En l’espèce, le Conseil d’État était saisi d’un recours pour excès de pouvoir tenant à l’annulation du refus implicite de l’ACPR de transmettre au procureur de la République la plainte que le requérant lui avait adressée et relative aux agissements de la Caisse nationale de prévoyance (CNP). Le requérant reprochait à la CNP d’avoir refusé de poursuivre la prise en charge partielle des mensualités d’un prêt immobilier pour le compte de son épouse décédée, en se fondant notamment sur des éléments recueillis lors de l’expertise médicale réalisée par le médecin contrôleur mandaté par cette entreprise d’assurance et obtenus, selon lui, sans le consentement de son épouse en violation de l’article 226-19 du Code pénal.

L’arrêt rendu par le Conseil d’État présente un double intérêt.

D’une part, la Haute Juridiction rappelle implicitement que l’ACPR dispose d’un large pouvoir d’appréciation dans l’exécution de l’obligation de signalement au parquet. Elle constate, en effet, que l’ACPR n’a pas commis d’erreur manifeste d’appréciation en n’avisant pas le procureur de la République et qu’elle a pu estimer que les infractions invoquées par le requérant n’étaient pas suffisamment établies et ne portaient pas une atteinte suffisamment caractérisée aux dispositions dont elle a pour mission d’assurer l’application. La censure de la seule erreur manifeste d’appréciation, et non de toute erreur, est la marque, en contentieux administratif, d’un contrôle restreint sur les motifs de l’acte qui préserve la marge d’appréciation étendue de l’administration. Si, s’agissant de l’appréciation des faits, seule est sanctionnée l’erreur grossière ou flagrante, le juge administratif continue à contrôler l’exactitude matérielle des faits, l’erreur de droit ou le détournement de pouvoir.

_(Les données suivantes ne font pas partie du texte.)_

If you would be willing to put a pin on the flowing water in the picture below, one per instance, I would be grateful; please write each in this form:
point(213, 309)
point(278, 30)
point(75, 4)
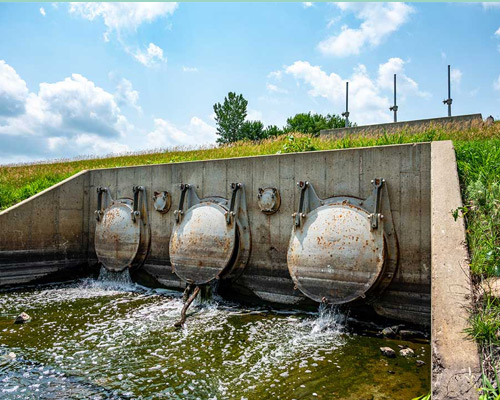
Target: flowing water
point(101, 339)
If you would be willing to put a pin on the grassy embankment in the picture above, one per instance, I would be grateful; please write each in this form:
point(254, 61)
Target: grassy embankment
point(478, 156)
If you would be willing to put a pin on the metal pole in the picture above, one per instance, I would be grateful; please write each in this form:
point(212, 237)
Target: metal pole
point(449, 100)
point(394, 108)
point(346, 113)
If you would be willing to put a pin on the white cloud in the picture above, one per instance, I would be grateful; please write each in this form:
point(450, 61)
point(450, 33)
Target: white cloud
point(253, 115)
point(64, 119)
point(405, 85)
point(152, 56)
point(277, 75)
point(119, 17)
point(275, 89)
point(379, 21)
point(496, 84)
point(367, 105)
point(166, 134)
point(13, 91)
point(492, 4)
point(456, 76)
point(126, 95)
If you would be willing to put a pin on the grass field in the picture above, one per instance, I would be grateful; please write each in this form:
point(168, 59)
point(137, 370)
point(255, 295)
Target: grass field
point(478, 158)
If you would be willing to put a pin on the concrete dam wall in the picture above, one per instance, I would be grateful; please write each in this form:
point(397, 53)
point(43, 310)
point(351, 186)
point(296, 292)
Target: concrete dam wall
point(367, 227)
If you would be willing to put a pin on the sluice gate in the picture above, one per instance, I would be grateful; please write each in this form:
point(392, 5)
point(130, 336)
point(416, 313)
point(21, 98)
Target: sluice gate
point(341, 227)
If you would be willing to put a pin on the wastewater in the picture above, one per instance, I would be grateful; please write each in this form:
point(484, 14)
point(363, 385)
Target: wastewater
point(109, 338)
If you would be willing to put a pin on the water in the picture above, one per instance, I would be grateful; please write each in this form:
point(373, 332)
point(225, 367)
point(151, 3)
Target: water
point(99, 340)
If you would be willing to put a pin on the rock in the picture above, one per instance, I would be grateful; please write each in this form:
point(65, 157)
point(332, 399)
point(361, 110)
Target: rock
point(491, 286)
point(395, 328)
point(8, 356)
point(406, 352)
point(388, 352)
point(388, 332)
point(22, 318)
point(406, 333)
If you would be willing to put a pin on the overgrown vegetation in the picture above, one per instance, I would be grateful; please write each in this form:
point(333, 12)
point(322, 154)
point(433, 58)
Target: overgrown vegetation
point(478, 160)
point(479, 168)
point(230, 118)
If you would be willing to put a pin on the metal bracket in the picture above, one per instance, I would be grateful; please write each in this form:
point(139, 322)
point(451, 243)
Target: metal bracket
point(300, 215)
point(375, 217)
point(230, 215)
point(309, 200)
point(99, 212)
point(135, 212)
point(179, 212)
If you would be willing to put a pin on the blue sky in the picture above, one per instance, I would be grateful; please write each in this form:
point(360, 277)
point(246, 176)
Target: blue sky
point(99, 78)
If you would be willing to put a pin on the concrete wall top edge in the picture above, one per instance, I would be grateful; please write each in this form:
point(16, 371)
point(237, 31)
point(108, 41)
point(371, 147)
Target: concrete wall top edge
point(404, 124)
point(352, 149)
point(50, 188)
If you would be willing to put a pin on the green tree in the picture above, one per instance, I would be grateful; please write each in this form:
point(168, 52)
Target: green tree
point(252, 130)
point(230, 116)
point(272, 131)
point(313, 123)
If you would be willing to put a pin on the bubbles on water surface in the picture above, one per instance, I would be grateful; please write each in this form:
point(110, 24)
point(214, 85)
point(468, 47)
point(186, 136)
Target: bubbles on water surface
point(122, 340)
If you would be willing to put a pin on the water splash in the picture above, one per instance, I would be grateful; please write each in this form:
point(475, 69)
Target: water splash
point(123, 341)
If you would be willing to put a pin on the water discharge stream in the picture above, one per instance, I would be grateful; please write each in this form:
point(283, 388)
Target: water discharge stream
point(102, 339)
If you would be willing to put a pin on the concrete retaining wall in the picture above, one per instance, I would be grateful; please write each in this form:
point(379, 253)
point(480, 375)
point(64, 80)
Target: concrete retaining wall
point(51, 235)
point(62, 231)
point(43, 238)
point(460, 121)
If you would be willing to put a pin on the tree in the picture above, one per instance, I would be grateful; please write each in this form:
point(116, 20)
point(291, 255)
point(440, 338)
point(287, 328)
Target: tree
point(313, 123)
point(252, 130)
point(230, 117)
point(272, 131)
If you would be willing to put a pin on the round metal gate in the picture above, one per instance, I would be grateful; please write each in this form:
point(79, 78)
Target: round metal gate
point(120, 240)
point(203, 244)
point(335, 256)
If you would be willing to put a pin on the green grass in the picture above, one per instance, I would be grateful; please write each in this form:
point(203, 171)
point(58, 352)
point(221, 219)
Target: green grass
point(478, 160)
point(20, 182)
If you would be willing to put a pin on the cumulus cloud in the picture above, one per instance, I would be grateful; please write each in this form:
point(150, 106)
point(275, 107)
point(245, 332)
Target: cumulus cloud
point(122, 17)
point(496, 84)
point(13, 91)
point(275, 89)
point(152, 56)
point(277, 75)
point(166, 134)
point(379, 20)
point(405, 84)
point(126, 95)
point(65, 118)
point(368, 102)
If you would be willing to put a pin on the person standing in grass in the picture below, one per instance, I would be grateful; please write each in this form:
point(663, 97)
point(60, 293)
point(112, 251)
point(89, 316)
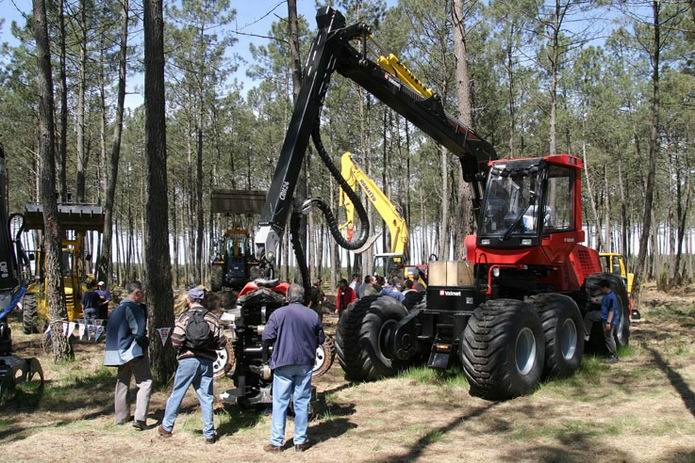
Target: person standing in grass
point(296, 332)
point(609, 316)
point(197, 335)
point(126, 348)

D’autre part, le Conseil d’État rappelle que l’ACPR « n’a pas la protection des données personnelles parmi les intérêts principaux dont elle a la charge ». Ce rappel est d’autant plus important qu’il permet de justifier le refus de transmission au parquet, alors même que la Cnil, qui était également saisie du différend opposant le requérant à la CNP, avait décidé d’instruire la plainte déposée auprès d’elle pour les mêmes motifs.

À retrouver dans la revue
Revue Banque Nº875-876
Notes :
1 C. mon. fin., art. L. 612-16, III.
2 ACPR, Com. sanct., 23 décembre 2020, BD Multimédia, n° 2019-07. – J. Lasserre Capdeville, « Droit de la conformité bancaire : un an de décisions de l’Autorité de contrôle prudentiel et de résolution : chronique annelle (janv.-déc. 2020) », RLDA, mai 2021, n° 170, p. 47.
3 CE, ord. réf., 15 février 2021, Société BD Multimédia, n° 449168.